Both teams arrived at the stadium on Tuesday night for open training sessions and pre-match press gatherings, with the words "nerves" and "experience" used painfully frequently - the Spanish media seemingly unwilling to settle for just a single answer to the questions "will nerves play a part?" and "will experience play a part?"
The battle between the two Argentine managers represents an intriguing sub-plot of master versus apprentice, Simeone having played under Bielsa for six years with the national team between 1998 and 2004. Keen to better understand the relationship between the pair, the younger of the compatriots was probed for his thoughts on Bielsa but was, to put it mildly, not forthcoming. "I am not here to remember past memories. I am here to play a final," he replied curtly to one reporter. "I've already previously declared my admiration for Marcelo Bielsa but these memories of the past have nothing to do with the final."
Simeone was unusually subdued throughout his press conference, which was of course attributed to "nerves" by the raft of anxiety-adoring journalists present. Perhaps his most telling response came when queried about his experience of big-game situations as a player, which seemed to indicate he was pining for those days when he bossed the midfields of Lazio and Inter Milan.
"It's better to be a player because a coach has to go through many different ideas and watch many previous games to prepare," he said. "For a player, playing in a final is the pinnacle - when you step out on the pitch it is a unique experience and you need to give it his all.
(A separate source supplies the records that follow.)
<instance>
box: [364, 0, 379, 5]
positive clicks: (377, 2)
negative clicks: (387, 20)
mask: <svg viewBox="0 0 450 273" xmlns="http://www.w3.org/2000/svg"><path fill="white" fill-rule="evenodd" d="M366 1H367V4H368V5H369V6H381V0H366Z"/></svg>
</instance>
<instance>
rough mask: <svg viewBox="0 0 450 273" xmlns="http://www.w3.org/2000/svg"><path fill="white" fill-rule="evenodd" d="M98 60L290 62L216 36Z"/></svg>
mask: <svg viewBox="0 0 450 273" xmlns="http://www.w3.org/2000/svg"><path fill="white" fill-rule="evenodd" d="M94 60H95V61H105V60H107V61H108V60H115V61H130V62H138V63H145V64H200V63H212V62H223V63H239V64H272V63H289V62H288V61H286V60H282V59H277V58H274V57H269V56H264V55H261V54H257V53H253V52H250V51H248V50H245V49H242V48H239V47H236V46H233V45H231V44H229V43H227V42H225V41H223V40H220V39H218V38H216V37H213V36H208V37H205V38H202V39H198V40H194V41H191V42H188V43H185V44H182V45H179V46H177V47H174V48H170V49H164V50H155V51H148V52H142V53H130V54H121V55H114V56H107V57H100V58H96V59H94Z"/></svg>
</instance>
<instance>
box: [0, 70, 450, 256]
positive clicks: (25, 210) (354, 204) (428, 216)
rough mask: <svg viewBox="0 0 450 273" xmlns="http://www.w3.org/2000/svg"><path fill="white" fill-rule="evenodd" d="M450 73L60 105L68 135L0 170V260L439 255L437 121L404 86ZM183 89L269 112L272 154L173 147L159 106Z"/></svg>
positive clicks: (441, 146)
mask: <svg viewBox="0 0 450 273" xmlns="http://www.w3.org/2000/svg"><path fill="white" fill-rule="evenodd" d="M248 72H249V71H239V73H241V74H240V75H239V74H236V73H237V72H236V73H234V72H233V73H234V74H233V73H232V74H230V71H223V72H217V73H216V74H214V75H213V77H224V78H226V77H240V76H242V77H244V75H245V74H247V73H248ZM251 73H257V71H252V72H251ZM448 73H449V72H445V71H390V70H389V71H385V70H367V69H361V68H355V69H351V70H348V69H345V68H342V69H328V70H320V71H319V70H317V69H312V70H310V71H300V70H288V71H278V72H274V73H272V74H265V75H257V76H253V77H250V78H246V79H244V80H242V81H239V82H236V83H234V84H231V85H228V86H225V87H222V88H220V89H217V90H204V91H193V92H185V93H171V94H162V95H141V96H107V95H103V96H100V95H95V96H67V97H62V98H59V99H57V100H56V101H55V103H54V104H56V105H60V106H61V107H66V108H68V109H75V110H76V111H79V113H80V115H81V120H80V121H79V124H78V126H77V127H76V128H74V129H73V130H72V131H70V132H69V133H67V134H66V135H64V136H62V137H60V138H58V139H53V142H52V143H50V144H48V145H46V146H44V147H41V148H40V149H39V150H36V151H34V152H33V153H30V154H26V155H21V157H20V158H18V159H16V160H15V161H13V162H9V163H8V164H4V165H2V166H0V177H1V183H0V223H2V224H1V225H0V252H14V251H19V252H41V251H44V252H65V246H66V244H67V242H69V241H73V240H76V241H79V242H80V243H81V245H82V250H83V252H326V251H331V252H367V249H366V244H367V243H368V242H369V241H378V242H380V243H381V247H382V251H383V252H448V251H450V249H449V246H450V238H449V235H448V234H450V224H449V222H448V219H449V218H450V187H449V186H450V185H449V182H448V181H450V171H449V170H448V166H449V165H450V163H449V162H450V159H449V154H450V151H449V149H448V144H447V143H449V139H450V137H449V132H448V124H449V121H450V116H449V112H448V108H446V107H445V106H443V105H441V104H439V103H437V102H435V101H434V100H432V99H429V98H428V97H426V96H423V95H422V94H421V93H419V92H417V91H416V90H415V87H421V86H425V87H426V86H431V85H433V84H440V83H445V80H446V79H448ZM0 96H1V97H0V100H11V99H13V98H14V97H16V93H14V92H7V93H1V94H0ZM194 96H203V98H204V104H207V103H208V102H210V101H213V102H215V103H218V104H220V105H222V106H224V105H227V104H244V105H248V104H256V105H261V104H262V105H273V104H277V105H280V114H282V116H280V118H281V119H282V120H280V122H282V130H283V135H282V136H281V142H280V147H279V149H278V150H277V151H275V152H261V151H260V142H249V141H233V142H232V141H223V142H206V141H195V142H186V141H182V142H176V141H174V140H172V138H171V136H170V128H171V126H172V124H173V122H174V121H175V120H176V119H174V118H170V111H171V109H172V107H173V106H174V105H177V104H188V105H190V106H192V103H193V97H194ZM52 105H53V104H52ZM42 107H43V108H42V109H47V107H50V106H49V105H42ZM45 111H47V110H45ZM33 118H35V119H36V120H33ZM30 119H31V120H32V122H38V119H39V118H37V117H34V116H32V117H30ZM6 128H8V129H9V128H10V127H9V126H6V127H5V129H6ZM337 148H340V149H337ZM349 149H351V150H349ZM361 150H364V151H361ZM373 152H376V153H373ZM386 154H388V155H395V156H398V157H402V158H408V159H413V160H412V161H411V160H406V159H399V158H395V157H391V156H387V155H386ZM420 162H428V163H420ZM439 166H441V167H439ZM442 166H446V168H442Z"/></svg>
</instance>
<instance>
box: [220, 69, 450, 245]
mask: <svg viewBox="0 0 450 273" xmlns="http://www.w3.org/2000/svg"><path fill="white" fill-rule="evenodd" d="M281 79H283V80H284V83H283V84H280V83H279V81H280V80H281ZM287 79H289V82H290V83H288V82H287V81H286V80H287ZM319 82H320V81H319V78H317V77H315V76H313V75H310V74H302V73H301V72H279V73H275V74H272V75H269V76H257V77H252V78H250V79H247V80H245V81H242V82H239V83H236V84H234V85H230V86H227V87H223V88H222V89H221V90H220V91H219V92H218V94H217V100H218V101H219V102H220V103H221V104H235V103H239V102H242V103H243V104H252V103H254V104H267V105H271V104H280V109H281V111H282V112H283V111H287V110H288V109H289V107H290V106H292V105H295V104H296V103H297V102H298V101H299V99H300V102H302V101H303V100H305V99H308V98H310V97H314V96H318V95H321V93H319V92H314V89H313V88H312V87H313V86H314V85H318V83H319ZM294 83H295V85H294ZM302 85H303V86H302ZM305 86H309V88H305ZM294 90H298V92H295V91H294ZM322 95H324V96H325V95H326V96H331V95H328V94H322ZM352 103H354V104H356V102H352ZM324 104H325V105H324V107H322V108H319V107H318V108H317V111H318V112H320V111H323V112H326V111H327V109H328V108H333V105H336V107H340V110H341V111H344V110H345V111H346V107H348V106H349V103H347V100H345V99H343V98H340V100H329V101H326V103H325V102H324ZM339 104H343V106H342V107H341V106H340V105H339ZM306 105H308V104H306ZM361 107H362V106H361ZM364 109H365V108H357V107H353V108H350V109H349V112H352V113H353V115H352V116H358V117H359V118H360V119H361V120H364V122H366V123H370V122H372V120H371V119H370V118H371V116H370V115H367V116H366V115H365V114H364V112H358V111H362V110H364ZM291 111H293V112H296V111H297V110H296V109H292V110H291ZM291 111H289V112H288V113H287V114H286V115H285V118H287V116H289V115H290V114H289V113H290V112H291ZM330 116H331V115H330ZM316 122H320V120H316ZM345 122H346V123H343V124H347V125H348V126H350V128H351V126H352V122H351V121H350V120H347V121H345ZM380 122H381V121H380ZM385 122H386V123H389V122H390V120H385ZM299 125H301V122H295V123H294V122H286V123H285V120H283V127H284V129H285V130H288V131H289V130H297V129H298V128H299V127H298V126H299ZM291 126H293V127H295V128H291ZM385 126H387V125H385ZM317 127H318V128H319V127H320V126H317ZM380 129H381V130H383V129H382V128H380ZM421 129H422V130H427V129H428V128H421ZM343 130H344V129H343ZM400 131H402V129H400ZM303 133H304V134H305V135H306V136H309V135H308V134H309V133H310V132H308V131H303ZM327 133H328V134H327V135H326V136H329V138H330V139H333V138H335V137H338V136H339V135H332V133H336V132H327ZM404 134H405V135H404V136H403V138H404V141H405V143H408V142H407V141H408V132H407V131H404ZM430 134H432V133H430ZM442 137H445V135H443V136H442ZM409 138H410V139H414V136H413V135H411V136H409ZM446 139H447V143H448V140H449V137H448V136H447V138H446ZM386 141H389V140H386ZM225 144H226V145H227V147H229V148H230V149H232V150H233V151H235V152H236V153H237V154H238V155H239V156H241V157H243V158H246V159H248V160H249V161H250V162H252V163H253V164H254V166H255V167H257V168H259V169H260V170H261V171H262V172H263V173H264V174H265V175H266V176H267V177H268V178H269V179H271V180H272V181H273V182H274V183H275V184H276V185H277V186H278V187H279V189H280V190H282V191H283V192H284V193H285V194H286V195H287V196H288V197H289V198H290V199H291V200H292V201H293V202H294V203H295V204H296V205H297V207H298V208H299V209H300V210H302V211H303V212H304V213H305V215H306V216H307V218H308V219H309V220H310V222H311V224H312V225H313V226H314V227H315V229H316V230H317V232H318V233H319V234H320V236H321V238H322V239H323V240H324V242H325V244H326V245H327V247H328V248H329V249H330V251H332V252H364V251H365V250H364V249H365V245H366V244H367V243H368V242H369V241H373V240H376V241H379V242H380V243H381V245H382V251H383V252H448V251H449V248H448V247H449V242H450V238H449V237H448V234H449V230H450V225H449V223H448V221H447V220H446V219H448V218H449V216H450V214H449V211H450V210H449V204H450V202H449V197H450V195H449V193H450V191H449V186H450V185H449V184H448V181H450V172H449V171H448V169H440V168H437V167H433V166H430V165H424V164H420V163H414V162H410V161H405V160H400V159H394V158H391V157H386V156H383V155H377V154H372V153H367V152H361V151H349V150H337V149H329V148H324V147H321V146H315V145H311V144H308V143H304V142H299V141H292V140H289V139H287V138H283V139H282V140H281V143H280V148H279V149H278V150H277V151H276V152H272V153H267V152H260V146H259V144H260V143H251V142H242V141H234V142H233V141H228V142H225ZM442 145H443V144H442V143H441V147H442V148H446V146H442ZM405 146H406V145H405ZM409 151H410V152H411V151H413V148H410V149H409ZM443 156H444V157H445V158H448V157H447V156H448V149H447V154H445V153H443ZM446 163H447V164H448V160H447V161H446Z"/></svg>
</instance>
I have tried to transmit to the players all that I can but it will be up to them."
For opposite number Bielsa, Wednesday's final is a chance to enter into Athletic's history books by guiding the club to their first ever piece of European silverware. His side are favourites with the bookies and if reports are to be believed, Athletic fans' belief in the team was, quite literally, spilling over when supporters popped open numerous bottles of champagne in premature celebration on a flight over with the players. The Romanian public, too, appear to have adopted Athletic as their own, but wily veteran Bielsa is taking nothing for granted.
"When one has to face a match that is a final, the result will be irreversible and it will define the squad in the tournament," he said. "You have a whole range of emotions that repeat themselves: nerves, ambition, hope - they are common to any final when something important is at stake ... playing a final always means a greater demand, but we want the time to come to showcase all that we can do on the pitch."
With Athletic's proud tradition of developing young Basque players finally appearing to reap rewards - Fernando Llorente, Iker Muniaín and Markel Susaeta among their stars - Bielsa was keen to pay tribute to the club's long-held policy of bringing through the homegrown talents who he hopes will fire his side to glory.
"In clubs like Athletic Bilbao, what happens in the present is always very much linked to what has already occurred in the past, our club feeds itself and tries to train players form a young age in order to have them on the senior team later on in their careers. Obviously, those who've been training these players over the last decade or so have done a fantastic job and now it's our turn to make the most of what has been produced."
Expectations of a 'classic', particularly in a final, can often result in bitter disappointment, but Bucharest is nonetheless buoyed for Wednesday's clash between entertaining Athletic and effective Atletico. There were no shirts of either side on display among the starry-eyed Romanian children playing in the shadow of Arena Națională on Tuesday, but those clad in the colours of Barcelona and Real Madrid may well be swayed should the two Spanish sides who have progressed furthest in Europe this season put on a suitable spectacle.